A campanha eleitoral foi caracterizada pelo medo
No sufrágio realizado domingo, 1, o AKP obteve cerca de 50 por cento dos votos contra os 24,5 por cento alcançados pelo Partido Popular Republicano (social-democrata) e os 12 por cento do Partido da Acção Nacionalista (de direita). Apesar de ter assegurado a maioria absoluta com pelo menos 315 deputados em 550, o AKP não conseguiu os dois terços dos assentos que lhe permitiriam alterar a Constituição da República, ambição expressa pelo ex-primeiro-ministro, actual presidente e líder dos islamitas conservadores, Recep Erdogan, que pretende, entre outras alterações, reforçar os seus poderes impondo um regime presidencialista.

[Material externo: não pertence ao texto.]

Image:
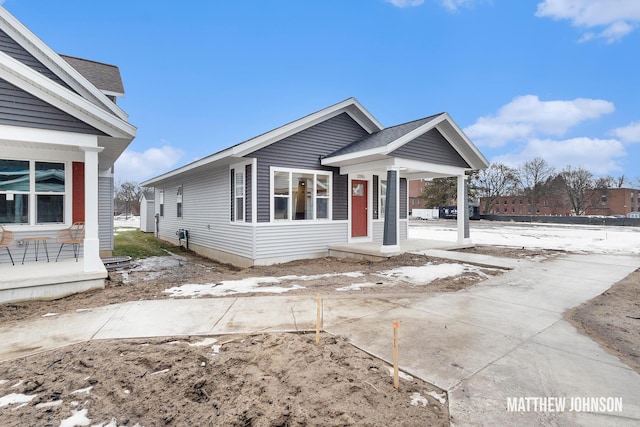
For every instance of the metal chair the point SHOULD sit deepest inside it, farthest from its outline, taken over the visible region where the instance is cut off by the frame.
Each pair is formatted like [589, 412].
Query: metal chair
[73, 235]
[6, 241]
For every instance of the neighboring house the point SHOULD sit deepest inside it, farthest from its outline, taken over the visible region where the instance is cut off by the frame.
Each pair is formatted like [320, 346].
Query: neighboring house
[334, 177]
[147, 213]
[60, 134]
[599, 201]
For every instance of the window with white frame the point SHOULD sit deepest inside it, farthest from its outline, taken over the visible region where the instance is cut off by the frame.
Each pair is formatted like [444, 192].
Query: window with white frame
[239, 195]
[32, 192]
[179, 202]
[301, 195]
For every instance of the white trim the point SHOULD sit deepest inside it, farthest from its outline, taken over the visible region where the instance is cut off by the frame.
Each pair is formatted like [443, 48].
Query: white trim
[245, 148]
[36, 84]
[43, 53]
[291, 171]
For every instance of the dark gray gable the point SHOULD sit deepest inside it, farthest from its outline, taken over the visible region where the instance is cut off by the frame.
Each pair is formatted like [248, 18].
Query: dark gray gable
[431, 147]
[105, 77]
[20, 108]
[382, 138]
[304, 151]
[17, 52]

Um outro objectivo falhado pelo AKP foi o afastamento do Partido Popular Republicano (HDP) do parlamento. A formação democrática pró-curda foi, a 7 de Junho, em boa parte responsável pela perda da maioria absoluta que a organização política de Erdogan detinha no hemiciclo. Nas legislativas antecipadas do passado domingo, o HDP conseguiu 10,4 por cento dos votos ultrapassando a barreira legal que o deixaria sem deputados.
A marcar as eleições na Turquia, além do mais e sobretudo, está a intensa campanha repressiva e de condicionamento das escolhas, e a violência e o medo como instrumentos de reforço dos situacionistas no poder.
Liberdade condicionada
A Organização para a Segurança e Cooperação na Europa e a Assembleia Parlamentar do Conselho da Europa, insuspeitas de simpatias para com as forças progressistas e de esquerda turcas, foram obrigadas a admitir que «a rápida diminuição na diversidade de meios de comunicação social e as restrições na liberdade de expressão influenciaram o processo».

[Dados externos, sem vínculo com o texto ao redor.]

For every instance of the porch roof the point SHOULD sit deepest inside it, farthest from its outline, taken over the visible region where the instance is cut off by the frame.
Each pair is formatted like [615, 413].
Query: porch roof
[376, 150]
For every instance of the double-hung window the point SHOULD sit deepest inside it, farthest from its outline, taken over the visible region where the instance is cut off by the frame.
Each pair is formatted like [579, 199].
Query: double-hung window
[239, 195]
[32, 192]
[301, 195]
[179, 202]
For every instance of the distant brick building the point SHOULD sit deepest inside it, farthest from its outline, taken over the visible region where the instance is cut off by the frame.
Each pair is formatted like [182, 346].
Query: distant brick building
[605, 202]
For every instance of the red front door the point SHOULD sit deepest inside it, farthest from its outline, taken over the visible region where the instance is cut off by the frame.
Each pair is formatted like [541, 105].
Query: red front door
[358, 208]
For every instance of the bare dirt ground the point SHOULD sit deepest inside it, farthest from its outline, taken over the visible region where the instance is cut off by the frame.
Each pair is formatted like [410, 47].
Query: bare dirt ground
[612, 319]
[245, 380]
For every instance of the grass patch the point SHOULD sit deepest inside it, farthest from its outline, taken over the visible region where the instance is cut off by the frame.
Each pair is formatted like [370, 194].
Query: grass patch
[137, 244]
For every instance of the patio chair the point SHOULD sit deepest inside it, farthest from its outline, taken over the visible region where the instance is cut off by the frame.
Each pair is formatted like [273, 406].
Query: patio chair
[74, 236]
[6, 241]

Ambas notaram ainda que «tanto os ataques físicos a membros de partidos como uma importante preocupação ao nível da segurança, especialmente na região sudeste da Turquia, impuseram restrições»; que o atentado do passado dia 10 de Outubro contra uma manifestação pela paz e a democracia, em Ancara, capital do país, com um saldo de 102 mortos, «afectou significativamente a atmosfera da campanha», e que nas últimas duas semanas sobressaem «ataques e detenções de militantes e activistas de partidos, grande parte do HDP».

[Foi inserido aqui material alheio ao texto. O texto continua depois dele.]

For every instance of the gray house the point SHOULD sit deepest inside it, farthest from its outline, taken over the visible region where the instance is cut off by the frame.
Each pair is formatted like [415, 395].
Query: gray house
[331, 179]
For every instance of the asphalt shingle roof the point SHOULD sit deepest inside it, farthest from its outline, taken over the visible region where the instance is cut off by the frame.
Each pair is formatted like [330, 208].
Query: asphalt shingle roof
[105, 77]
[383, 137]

«A campanha eleitoral foi caracterizada pela arbitrariedade e pelo medo», consideram as organizações que, contraditoriamente, não colocam em causa a legitimidade da vitória do AKP.
Durante o período eleitoral, o governo turco intensificou a campanha militar contra o Partido dos Trabalhadores do Curdistão, com o qual rompeu as negociações de paz a 24 de Julho. O movimento pela paz e os independentistas curdos foram colocados no mesmo patamar «antipatriótico» do Estado Islâmico (que tem merecido inegável apoio da Turquia na sua sanha terrorista na vizinha Síria, mas que foi responsabilizado pelo atentado de Ancara). Dois canais de televisão e dois jornais diários, bem como dezenas de páginas de Internet e perfis nas redes sociais foram encerrados pelas autoridades turcas durante a campanha. Dois pré-adolescentes de 12 e 13 anos foram acusados de insultarem o presidente Recep Erdogan quando rasgaram um cartaz com a sua cara.
Foi neste clima de terror e mordaça que o partido de Erdogan derrotou todas as sondagem, as quais nunca lhe atribuíram mais de 40 por cento dos votos.